Sorry but there is no easy way to fix this. Using files of that size on a single consumer computer would require a completely new approach of handling the data. However, if you can get access to a compute cluster in your institution that problem should be solved.

Edit: just for completeness, when I talk about the imzML I always refer to the combination of imzml + ibd

kailaw138 commented 9 months ago

Unnnn..... I have tested small files, and still does not work:

Capture

the files are small:

Capture2

PS. The computer I am using is not a consumer PC, it is a server computer/workstation, with 20 physical cores (40 with hyperthreading), 64 GB RAM and 32 TB storage. If it does not work on this computer, it is not going to work in windows at all, perhaps including windows server.

Any alternative to convert the files to h5?

Kawue commented 9 months ago

Its hard to investigate this error remotely without data. If you are allowed to send me this test file I can try to investigate the error. There is no alternative to HDF5 for my methods. However, the code is fairly old. I am quite confident, that there are better methods out there by now. If not and you really need this code I will still try to help you to resolve the issues. But without test data this will be nearly impossible.

kailaw138 commented 9 months ago

The data above is a demo data set from massPix: an R package for annotation and interpretation of mass spectrometry imaging data for lipidomics. Metabolomics (2017) 13:128, available at:

https://www.ebi.ac.uk/metabolights/editor/MTBLS487/files http://ftp.ebi.ac.uk/pub/databases/metabolights/studies/public/MTBLS487/

Google search only leads to two methods to convert imzML to h5, one is your imzML-to-HDF5, and the other is pyImagingMSpec (which is older than yours). Code, doc and conda as follow:

https://github.com/alexandrovteam/pyImagingMSpec https://pyimagingmspec.readthedocs.io/en/latest/pyImagingMSpec.convert.html#pyimagingmspec-convert-h5-module https://anaconda.org/bioconda/pyimagingmspec

Kawue commented 9 months ago

I played w bit with the test data.
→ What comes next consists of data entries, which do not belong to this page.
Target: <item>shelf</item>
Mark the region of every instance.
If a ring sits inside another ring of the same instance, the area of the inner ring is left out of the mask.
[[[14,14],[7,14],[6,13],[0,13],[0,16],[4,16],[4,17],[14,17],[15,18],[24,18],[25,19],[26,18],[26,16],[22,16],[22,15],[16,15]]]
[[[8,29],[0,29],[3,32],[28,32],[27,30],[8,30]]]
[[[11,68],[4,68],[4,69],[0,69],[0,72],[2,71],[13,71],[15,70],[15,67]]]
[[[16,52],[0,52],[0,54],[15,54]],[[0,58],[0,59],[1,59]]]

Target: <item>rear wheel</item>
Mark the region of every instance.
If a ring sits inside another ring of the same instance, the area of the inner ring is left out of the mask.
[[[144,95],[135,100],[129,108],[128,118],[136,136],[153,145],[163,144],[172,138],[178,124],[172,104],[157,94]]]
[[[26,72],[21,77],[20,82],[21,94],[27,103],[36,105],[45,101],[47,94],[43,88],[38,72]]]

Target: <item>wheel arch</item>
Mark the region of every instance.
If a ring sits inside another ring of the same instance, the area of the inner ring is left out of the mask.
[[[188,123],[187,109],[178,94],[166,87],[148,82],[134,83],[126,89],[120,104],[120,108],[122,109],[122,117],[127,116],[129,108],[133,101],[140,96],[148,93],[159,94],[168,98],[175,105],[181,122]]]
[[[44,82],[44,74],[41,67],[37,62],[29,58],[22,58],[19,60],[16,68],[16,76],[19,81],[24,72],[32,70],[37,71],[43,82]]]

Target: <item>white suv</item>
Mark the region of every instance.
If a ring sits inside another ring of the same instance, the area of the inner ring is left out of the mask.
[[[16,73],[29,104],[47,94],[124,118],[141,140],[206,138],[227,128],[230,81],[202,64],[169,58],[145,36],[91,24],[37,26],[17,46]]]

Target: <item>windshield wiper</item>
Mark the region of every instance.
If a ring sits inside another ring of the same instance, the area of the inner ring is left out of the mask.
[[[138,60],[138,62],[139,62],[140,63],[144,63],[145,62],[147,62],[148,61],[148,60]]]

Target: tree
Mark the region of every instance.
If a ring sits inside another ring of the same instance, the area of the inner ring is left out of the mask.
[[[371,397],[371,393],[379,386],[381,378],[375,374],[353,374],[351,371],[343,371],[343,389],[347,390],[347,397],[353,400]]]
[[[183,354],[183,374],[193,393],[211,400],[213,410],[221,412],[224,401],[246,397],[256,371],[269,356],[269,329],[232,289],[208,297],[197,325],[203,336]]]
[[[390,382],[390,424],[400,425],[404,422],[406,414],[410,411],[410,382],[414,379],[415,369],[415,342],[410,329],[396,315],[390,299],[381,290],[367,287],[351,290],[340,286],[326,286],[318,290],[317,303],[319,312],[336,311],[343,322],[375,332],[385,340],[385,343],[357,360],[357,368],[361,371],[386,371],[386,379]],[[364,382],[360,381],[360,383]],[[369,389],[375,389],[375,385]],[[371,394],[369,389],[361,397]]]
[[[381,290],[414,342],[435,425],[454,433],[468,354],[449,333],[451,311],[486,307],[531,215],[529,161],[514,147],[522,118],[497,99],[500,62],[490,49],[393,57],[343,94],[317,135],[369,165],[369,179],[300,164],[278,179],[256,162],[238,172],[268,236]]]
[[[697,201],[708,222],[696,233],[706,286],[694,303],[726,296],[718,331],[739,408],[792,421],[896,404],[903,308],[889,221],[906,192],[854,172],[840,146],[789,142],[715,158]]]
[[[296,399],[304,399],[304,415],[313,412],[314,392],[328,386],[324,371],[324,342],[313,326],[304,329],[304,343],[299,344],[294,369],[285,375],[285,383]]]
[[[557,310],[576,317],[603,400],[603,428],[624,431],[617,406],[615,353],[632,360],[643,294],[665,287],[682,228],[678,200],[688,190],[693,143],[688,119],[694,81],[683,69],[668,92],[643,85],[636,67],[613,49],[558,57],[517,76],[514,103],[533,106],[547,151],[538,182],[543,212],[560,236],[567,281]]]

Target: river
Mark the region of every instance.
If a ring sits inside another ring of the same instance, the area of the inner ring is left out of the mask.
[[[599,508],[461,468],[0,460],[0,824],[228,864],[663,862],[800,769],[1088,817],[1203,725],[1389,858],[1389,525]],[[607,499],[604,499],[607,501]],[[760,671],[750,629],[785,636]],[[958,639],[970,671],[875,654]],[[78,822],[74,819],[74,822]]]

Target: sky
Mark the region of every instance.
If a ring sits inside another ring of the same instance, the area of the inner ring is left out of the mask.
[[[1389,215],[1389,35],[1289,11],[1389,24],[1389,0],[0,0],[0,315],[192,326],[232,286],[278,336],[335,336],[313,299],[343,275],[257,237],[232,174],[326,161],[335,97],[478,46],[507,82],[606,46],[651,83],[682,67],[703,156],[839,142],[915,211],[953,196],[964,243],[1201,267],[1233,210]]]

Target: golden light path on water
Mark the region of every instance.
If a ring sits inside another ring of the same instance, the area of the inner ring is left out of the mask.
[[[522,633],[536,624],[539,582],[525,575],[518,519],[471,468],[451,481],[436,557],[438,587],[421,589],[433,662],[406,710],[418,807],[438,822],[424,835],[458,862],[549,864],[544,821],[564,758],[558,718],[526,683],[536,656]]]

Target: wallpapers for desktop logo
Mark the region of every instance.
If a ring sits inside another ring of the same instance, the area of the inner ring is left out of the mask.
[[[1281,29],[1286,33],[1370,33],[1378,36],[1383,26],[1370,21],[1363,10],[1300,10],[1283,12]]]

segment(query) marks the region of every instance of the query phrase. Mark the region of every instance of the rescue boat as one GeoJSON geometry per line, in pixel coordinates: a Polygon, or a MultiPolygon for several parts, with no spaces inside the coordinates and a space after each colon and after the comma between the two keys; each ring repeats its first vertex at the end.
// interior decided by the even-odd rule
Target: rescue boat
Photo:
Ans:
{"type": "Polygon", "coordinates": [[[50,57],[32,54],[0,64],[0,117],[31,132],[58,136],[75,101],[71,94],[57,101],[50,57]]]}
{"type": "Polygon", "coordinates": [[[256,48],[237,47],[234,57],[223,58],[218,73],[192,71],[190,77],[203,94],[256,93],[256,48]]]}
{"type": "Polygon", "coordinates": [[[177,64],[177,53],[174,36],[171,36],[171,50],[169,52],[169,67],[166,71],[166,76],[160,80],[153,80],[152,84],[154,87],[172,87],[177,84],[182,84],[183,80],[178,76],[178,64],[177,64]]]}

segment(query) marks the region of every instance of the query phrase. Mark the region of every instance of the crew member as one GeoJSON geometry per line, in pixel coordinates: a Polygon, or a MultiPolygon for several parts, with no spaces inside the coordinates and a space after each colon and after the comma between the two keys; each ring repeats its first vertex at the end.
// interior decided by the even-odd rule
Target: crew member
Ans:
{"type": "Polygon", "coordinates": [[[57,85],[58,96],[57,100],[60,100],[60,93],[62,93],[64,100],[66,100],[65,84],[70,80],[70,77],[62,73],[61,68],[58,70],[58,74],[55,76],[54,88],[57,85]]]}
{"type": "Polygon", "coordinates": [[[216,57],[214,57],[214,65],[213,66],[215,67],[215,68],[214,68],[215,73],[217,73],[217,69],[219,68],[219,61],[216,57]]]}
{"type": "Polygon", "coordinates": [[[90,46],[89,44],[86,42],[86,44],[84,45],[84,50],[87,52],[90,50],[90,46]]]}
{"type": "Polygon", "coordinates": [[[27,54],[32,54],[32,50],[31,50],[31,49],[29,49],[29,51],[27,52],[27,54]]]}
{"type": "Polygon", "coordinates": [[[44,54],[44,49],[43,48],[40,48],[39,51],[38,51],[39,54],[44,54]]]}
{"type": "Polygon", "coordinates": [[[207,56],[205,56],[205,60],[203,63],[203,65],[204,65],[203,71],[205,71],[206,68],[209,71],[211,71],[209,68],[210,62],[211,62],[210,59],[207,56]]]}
There is actually no problem with the code. Its still a size problem of the HDF5. Thats a major problem with high resolution data. So you have 10471869 m/z-values based on the given resolution and 1701 pixel coordninates. Each number is encoded as int64, which requires 8 Bit.

10471869 1701 8 = 142501193352 Bit ((142501193352 / 1000) / 1000) / 1000 = ~142,501 GB

We could reduce it to ~71,250 GB by using int32 or even further to ~35,625 by using int16. My local System here has 32GB of RAM so I can not test this for you. If the number range of int16 you enough for your data I can guide you how to adjust this part of the code.
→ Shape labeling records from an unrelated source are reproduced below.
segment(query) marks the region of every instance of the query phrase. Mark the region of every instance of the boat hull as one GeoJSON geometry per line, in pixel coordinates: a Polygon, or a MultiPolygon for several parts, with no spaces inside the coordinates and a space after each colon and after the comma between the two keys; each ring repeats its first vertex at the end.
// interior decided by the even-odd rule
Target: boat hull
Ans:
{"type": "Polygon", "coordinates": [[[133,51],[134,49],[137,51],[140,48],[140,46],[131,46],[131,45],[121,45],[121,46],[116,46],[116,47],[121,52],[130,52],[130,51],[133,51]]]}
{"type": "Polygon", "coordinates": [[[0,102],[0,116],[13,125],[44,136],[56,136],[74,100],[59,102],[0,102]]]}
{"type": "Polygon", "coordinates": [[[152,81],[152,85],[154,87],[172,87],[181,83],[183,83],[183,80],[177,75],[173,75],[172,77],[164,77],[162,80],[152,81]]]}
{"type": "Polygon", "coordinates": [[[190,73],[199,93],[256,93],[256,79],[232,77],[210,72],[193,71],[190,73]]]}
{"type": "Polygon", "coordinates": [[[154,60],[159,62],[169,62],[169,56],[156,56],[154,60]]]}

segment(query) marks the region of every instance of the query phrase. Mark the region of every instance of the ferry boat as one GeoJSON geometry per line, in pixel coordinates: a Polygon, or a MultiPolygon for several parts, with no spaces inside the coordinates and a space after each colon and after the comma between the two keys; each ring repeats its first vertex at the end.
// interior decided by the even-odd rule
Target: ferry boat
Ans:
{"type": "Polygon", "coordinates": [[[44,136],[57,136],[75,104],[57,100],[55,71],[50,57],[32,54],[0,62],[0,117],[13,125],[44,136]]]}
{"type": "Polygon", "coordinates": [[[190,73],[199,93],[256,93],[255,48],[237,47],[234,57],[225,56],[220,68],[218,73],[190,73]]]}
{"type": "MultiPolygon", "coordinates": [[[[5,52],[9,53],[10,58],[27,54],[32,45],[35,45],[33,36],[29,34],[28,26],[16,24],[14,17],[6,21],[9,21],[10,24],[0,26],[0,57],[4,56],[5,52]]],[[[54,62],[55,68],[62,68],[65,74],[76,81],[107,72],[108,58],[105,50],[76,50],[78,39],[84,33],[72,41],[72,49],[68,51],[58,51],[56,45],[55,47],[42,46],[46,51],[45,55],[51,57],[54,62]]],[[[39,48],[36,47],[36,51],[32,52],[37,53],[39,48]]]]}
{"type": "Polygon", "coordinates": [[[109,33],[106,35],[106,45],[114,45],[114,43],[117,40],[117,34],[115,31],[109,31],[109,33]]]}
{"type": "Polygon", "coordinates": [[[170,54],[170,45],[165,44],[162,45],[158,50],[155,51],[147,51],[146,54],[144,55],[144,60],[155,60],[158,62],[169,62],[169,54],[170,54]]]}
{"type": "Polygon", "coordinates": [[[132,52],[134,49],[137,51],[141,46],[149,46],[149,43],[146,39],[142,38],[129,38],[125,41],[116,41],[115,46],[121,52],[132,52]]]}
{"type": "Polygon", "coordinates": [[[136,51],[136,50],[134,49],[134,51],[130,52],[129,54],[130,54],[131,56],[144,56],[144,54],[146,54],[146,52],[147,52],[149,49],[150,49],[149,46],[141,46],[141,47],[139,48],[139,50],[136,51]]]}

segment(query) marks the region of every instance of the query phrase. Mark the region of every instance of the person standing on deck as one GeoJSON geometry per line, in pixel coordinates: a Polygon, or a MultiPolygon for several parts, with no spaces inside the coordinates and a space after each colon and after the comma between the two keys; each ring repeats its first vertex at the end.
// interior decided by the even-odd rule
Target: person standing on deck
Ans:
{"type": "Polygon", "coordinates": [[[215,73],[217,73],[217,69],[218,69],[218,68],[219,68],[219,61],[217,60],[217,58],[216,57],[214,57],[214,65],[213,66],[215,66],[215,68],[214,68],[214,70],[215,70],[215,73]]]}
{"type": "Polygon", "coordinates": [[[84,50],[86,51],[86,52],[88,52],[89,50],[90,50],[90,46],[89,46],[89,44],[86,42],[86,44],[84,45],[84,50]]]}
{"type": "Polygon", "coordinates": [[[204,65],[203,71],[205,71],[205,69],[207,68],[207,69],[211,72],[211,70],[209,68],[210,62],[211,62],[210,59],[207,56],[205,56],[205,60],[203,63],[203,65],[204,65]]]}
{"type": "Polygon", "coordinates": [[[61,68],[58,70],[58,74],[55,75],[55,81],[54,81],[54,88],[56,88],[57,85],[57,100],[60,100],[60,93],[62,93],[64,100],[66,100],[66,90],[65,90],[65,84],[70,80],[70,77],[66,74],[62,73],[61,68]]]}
However, for data with that resolution it is advisable to use much smarter storage systems than in-memory HDF5. On the other hand, if you just throw with enough memory the code should still run.

kailaw138 commented 9 months ago

Thank you again for your support. I am glad to have your instructions to adjust your code.

On the other hand, I have managed to use pyimzML and h5py to achieve the conversion without memory error:

Web capture_14-12-2023_154337_localhost

although I am not sure that it has converted the file correctly (the structure is different from the demo I got):

HDFViewer

(the first one is a demo h5, the lower one is my h5 using the above study)

Kawue commented 9 months ago

That conversion should be totally fine I guess.

However, this format of yours should be quite complicated to work with if you want to map one m/z-value to a intensity map. On the other hand, that format should require lot less space since you have no need to fill a matrix up with zeros. So your conversion is much more dense than mine.

Kawue commented 9 months ago

Now that I thought a bit about it, I think using sqlite instead of hdf5 could have been a better choice.

Although this is not a big help for your current problem.